[Proposal][RFC] Strided Memory Access

Ashutosh,

First, I'm all for enabling general stride load/store support for all targets --- should be just a matter of proper
cost modeling. For that matter, we should enable general gather/scatter support for all targets.

About the specific approach taken by this RFC:
1) It's best to first state that this is for small constant stride where a single wide load/store can cover two or more
     valid stride load/store elements. If a wide load/store contain just one valid element, there aren't any need
     to do a wide load/store.
2) Optimal code generation for strided memory accesses are target dependent.
     Breaking one gather/scatter w/ constant index vector into several IR instructions like below might hurt such optimization,
     especially when the vectorization factor is greater than the target legal vector width ---- this can happen
     in mixed data type code (int mixed with double, etc.)
3) Make sure that the last element of unmasked load is a valid stride load element ---- otherwise,
     out-of-bounds SEGV can happen. Use of masked load intrinsic most likely degrades any benefits over
     gather intrinsic w/ constant index.
4) Unfortunately, 3) most likely imply that the wide load used here needs to be based on target HW physical
     vector width. There are reasons why such type legalization at vectorizer should be avoided.
5) In general, I think leaking this much complexity into IR hurts (rather than enable) optimization.
     It's best to keep vectorizer's output as simple as vector code can be such that other optimizers can do their best
     in optimizing vector code.

If I remember correctly, Elena Demikhovsky (my colleague) attempted to introduce stride load/store intrinsic
sometime ago and got a push back. I think it's best to address the following questions.
a) What can this enable over gather/scatter intrinsic w/ constant index vector
b) What can this enable over hypothetical "stride load/store" intrinsic
c) Any chance of introducing stride load/store as a form of wide load/store?
    I understand that there is a big hurdle here, but the reward should also be pretty good here.
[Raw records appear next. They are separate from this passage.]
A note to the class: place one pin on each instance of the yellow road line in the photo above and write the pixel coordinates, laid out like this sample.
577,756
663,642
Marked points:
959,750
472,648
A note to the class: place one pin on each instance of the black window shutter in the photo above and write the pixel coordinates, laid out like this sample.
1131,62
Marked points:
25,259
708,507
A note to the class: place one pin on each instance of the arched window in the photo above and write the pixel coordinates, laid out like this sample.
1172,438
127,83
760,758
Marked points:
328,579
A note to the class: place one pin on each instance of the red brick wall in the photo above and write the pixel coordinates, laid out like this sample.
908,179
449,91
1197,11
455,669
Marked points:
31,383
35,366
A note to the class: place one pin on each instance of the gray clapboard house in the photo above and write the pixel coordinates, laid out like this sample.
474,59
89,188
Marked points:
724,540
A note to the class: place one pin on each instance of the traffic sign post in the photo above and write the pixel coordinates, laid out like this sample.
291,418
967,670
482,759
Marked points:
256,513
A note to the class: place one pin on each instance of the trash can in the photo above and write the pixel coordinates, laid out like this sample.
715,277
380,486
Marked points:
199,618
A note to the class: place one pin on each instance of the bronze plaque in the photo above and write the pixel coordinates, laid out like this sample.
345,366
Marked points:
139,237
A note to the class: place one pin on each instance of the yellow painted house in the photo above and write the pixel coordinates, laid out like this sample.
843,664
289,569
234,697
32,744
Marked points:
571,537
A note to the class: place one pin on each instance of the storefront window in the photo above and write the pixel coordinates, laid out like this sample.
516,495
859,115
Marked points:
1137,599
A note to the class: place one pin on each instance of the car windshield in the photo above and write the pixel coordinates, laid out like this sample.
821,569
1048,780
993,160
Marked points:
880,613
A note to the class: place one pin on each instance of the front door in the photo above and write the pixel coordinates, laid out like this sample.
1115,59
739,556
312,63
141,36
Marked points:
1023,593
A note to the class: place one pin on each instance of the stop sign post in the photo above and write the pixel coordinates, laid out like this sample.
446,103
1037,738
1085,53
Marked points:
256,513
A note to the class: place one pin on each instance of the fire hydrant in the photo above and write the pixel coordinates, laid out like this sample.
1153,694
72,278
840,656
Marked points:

One might claim that the cost modeling can be easier, but that is also the downside since
the generated cost may not match the cost of optimal code.

All these things considered, my suggestion is to start from enabling optimal code generation (or optimal lowering
in CG prepare) from gather/scatter intrinsic and reflect that in vectorizer's cost model.

As a vectorizer centric person, I'd like to eventually see gather/scatter/stride-load/store to be supported
by IR instructions (i.e., not intrinsics), but I'll leave that discussion to another time so that I won't pollute
Ashutosh's RFC.

Thanks,
Hideki Saito
Technical Lead of Vectorizer Development
Intel Compiler and Languages